[Intel-gfx] [PATCH v5 07/10] drm/i915/guc: Extract GuC error capture lists on G2H notification.

Sun Feb 13 19:47:00 UTC 2022

Thanks Umesh for reviewing the patch.
Am fixing all the rest but a couple of comments.
Responses to the latter and other questions below:

...alan

> > +enum intel_guc_state_capture_event_status {
> > +	INTEL_GUC_STATE_CAPTURE_EVENT_STATUS_SUCCESS = 0x0,
> > +	INTEL_GUC_STATE_CAPTURE_EVENT_STATUS_NOSPACE = 0x1,
> > +};
> > +
> > +#define INTEL_GUC_STATE_CAPTURE_EVENT_STATUS_MASK      0x1
> 
> MASK is not needed. See below

Alan: Oh wait, actually the mask for the capture status is 0x000000FF
(above is a typo). I'll fix above  mask and shall not change the 
code below because the upper 24 bits of the first dword of this msg 
is not defined.

...

> > +static int guc_capture_buf_cnt(struct __guc_capture_bufstate *buf)
> > +{
> > +	if (buf->rd == buf->wr)
> > +		return 0;
> > +	if (buf->wr > buf->rd)
> > +		return (buf->wr - buf->rd);
> > +	return (buf->size - buf->rd) + buf->wr;
> > +}
> 
> Is this a circular buffer shared between GuC and kmd?
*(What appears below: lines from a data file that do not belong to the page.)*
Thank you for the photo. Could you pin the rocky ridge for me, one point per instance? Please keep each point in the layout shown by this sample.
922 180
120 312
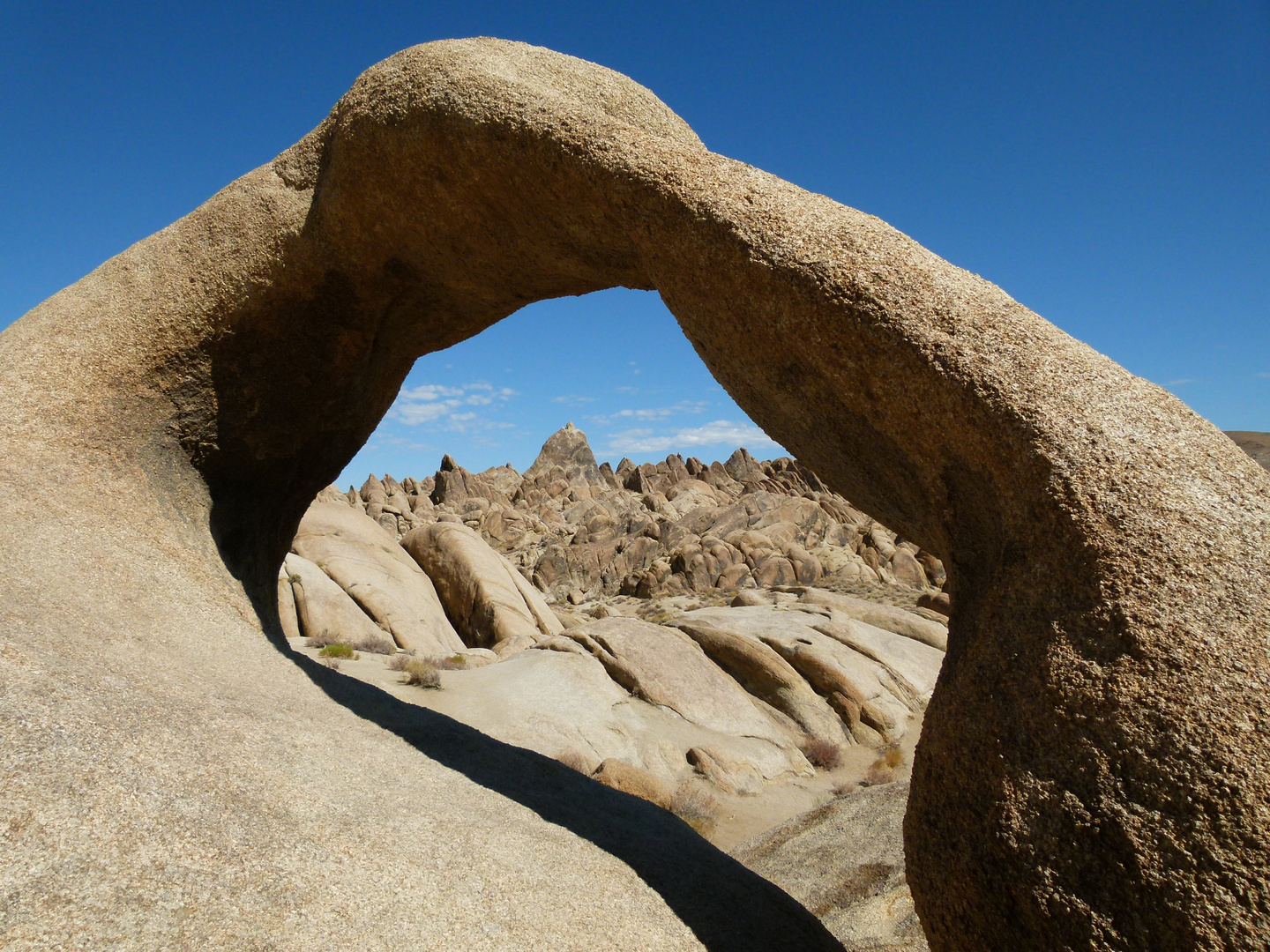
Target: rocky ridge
680 632
582 531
Since the size is 
> a power of 2, the above function is simply:
> 
Alan: not this is not a circular buffer, so I'll keep the above
version.
> static u32 guc_capture_buf_count(struct __guc_capture_bufstate *buf)
> {
> 	return (buf->wr - buf->rd) & (buf->size - 1);
> }
> 

...

> > +static int
> > +guc_capture_log_remove_dw(struct intel_guc *guc, struct __guc_capture_bufstate *buf,
> > +			  u32 *dw)
> > +{
> > +	struct drm_i915_private *i915 = guc_to_gt(guc)->i915;
> > +	int tries = 2;
> > +	int avail = 0;
> > +	u32 *src_data;
> > +
> > +	if (!guc_capture_buf_cnt(buf))
> > +		return 0;
> > +
> > +	while (tries--) {
> > +		avail = guc_capture_buf_cnt_to_end(buf);
> 
> Shouldn't this be avail = guc_capture_buf_cnt(buf)?
> 

Alan : The "guc_capture_log_get_[foo]" functions only call above
guc_capture_log_remove_dw when there isnt sufficient space to
copy out an entire structure from the space between the read pointer
and the end of the subregion (before the wrap-around). Those function
would populate the structure dword by dword by calling above func.
(NOTE the buffer and all error capture output structs are dword
aligned). Thats why above function tries twice and resets buf->rd = 0
if we find no space left at the end of the subregion (i.e. need to
wrap around) - which can only be done by calling
"guc_capture_buf_cnt_to_end".

...

> > +
> > +	/* Bookkeeping stuff */
> > +	guc->log_state[GUC_CAPTURE_LOG_BUFFER].flush += log_buf_state_local.flush_to_file;
> > +	new_overflow = intel_guc_check_log_buf_overflow(guc,
> > +							&guc->log_state[GUC_CAPTURE_LOG_BUFFER],
> > +							full_count);
> 
> I am not sure how the overflow logic works here and whether it is 
> applicable to the error capture buffer. Is the guc log buffer one big 
> buffer where the error capture is just a portion of that buffer? If so, 
> is the wrap around applicable to just the errorcapture buffer or to the 
> whole buffer?
> 
Alan: Yes, the guc log buffer is one big log buffer but there are 3 independent
subregions within that are populated with different content and are used
in different ways and timings. Each guc-log subregion (general-logs,
crash-dump and error-capture) has it's own read and write pointers.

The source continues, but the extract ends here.